In lei gli strati di atmosfera, i veli turbinanti delle nubi muovevano come le acque organiche di una cellula, come i liquidi di un corpo.
Altro, aldilà dell'uomo, da lui e per lui, attendeva di nascere.
Guardai, non lontana, la luna, poi le stelle e le galassie, gelide, deserte, a una distanza infinita.
Pensai al lavoro di tutto il manifestato e delle ere perché in quella perla azzurra, la terra, potessero sorgere la vita e la coscienza.
Poi sentii avvicinarsi una forza suprema e vidi Pahaliah.
Nella figura di una croce radiante, il suo corpo regnava dall'alto dei cieli su una parte dell'universo, quella dove nascevano i suoi figli.
La sua dimensione e il suo splendore erano inimmaginabili.

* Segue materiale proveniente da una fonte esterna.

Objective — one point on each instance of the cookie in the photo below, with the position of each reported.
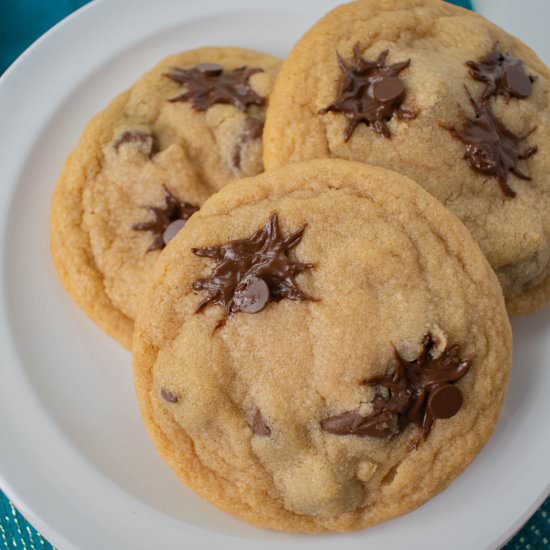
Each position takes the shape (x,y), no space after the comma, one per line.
(145,164)
(323,348)
(443,96)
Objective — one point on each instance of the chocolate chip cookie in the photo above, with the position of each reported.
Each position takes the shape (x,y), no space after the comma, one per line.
(323,348)
(443,96)
(143,167)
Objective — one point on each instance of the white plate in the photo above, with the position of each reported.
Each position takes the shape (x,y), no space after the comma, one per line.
(74,455)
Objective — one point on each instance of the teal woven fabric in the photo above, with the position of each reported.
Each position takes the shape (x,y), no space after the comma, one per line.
(22,21)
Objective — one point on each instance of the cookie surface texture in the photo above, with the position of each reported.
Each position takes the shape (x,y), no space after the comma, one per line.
(145,164)
(323,348)
(388,82)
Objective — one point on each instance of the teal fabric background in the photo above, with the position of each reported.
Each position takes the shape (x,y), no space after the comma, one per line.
(21,22)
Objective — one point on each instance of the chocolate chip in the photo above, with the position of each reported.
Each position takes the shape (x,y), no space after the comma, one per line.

Compresi che tutto ciò che era avvenuto, sin dai primi richiami dell'Angelo custode della mia forma, non aveva rappresentato che la sua convocazione.
Sei emanazioni, sei braccia, sei ali, le sei ali dei Serafini e dei Troni disegnavano la sua croce: le dimensioni della materia e del tempo.
Le due emanazioni superiori vibravano verso l'alto come immense fiamme d'argento, raggiungendo il luogo in cui Pahaliah e gli altri Troni contemplavano l'Impensabile e ne eseguivano la volontà.
Per un attimo l'Angelo Pahaliah mi vide, con tutto il suo potere.
Ricaddi nel mondo materiale.
Da allora i viaggi astrali divennero intermittenti, deboli, vaghi, sino a scomparire del tutto in poche settimane.
Non dimenticai, mai, ciò che Pahaliah mi aveva mostrato guardandomi: l'Opera Divina.
In quella sentivo sempre di più il mio luogo, ciò che io, suo figlio, davvero ero, ciò che già portavo in me e quanto avrei dovuto compiere, trasformare.
Attendo il giorno che verrà, il giorno di una nuova chiamata.